Under the dome she might be whisked into the private members’ elevator between floors, and be able to jump aboard the little private underground choo-choo that chugged them beneath the sweltering streets of Washington so they wouldn’t wear out shoe leather or have to mingle with the unwashed.
Here, faced with the reality that others knew her secret, she was forced to stand by silently and accept the humiliation. She hoped in time he would let her go. He assured her that they would at some point. Until then there was nothing she could do, nothing she could say. Serna had discovered Grimes’s secret and had tried to extort favors and money from her only to discover that she was standing in line, that the people in front of her had a prior claim and that they held it with a death grip.
SEVEN
Mr. Madriani, call for you.” Brenda Gomes, my secretary, looks over at me from her desk, her hand cupped over the tiny microphone on her headset.
I am out front looking for a file in one of the cabinets. “Who is it?” I mouth the words so as not to be heard at the other end of the line.
“Mr. Diggs,” she whispers.
“I’ll take it in my office.” Seconds later I am behind my desk, the phone to my ear. “Herman. Paul here.”
“Benjawan Tjahana,” says Herman. “I’m not exactly sure how she spells it. But the man says that’s how she pronounced it. He remembers because he was very interested. So interested he wrote it down. It seems your client didn’t lose his entire memory. According to the guy at the tattoo shop, she’s a real dish. A regular rare-earth man magnet,” says Herman.
“Lucky for us she made an impression,” I tell him. “Otherwise you might be looking forever.”
“Makes sense,” says Herman. “They needed something to attract Ives. What better bait?”
“Does he have an address for her? This man at the shop?”
“No.”
“Damn!”
“But he got her cell number.”
My eyes light up. “Good man!”
“And a good part of her life story,” says Herman. “Seems that dragon on her leg is pretty good-sized, from just above her knee to the sweet spot on the inside of her thigh. The little dimple,” says Herman.
“Sounds like you had a very detailed discussion with this man.”
“And he got pictures.” Herman allows this to settle in.
“Of her face?”
“Among other things,” he says. “They had a long time to talk while she was on the table and he was doing his art. Says she’s an Indonesian national. Came here on a student visa to study computer science at the local C.C.” Herman means the two-year community college. “That was eight years ago.”

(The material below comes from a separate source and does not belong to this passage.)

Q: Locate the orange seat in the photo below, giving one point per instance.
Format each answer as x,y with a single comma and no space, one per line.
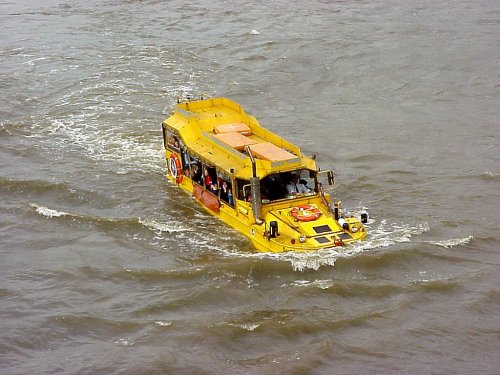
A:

“She’s overstayed her visa,” I say.
“Unless they offer advanced degrees in digital rocket science,” says Herman, “she’s in the country illegally. Could give us some leverage.”
“Or turn her into a rabbit,” I tell him.
“According to what she told the man at the shop she was working at a private club out near the beach.”
“What club?”
“He gave me the name and address, but he says you won’t find it in the phone book or on the net. It’s in a commercial building near the pier. From what he was saying, it sounded like one of those places wouldn’t pass muster with the health department.”
“Why is that?”
“Where the female help cleans the tables with their bare behinds after you eat. Businessman’s lunch,” says Herman.
“When’s the last time he saw her?” I ask.
“He did the dragon in two sessions. Last one was three weeks ago. She may still be working there. I paid him a few bucks and he e-mailed two of the pictures he took. I’m sending them to you soon as I hang up. The guy got a couple of very good ones.”
“I don’t need any thigh shots,” I tell him.
“How do you know until you look?” says Herman. He laughs. “A clear, crisp head-and-shoulder close-up, and one a little farther out. She’s wearing a robe from the shop. Do me a favor and forward them on to your client. Give him a call and make sure it’s her before we get too excited.”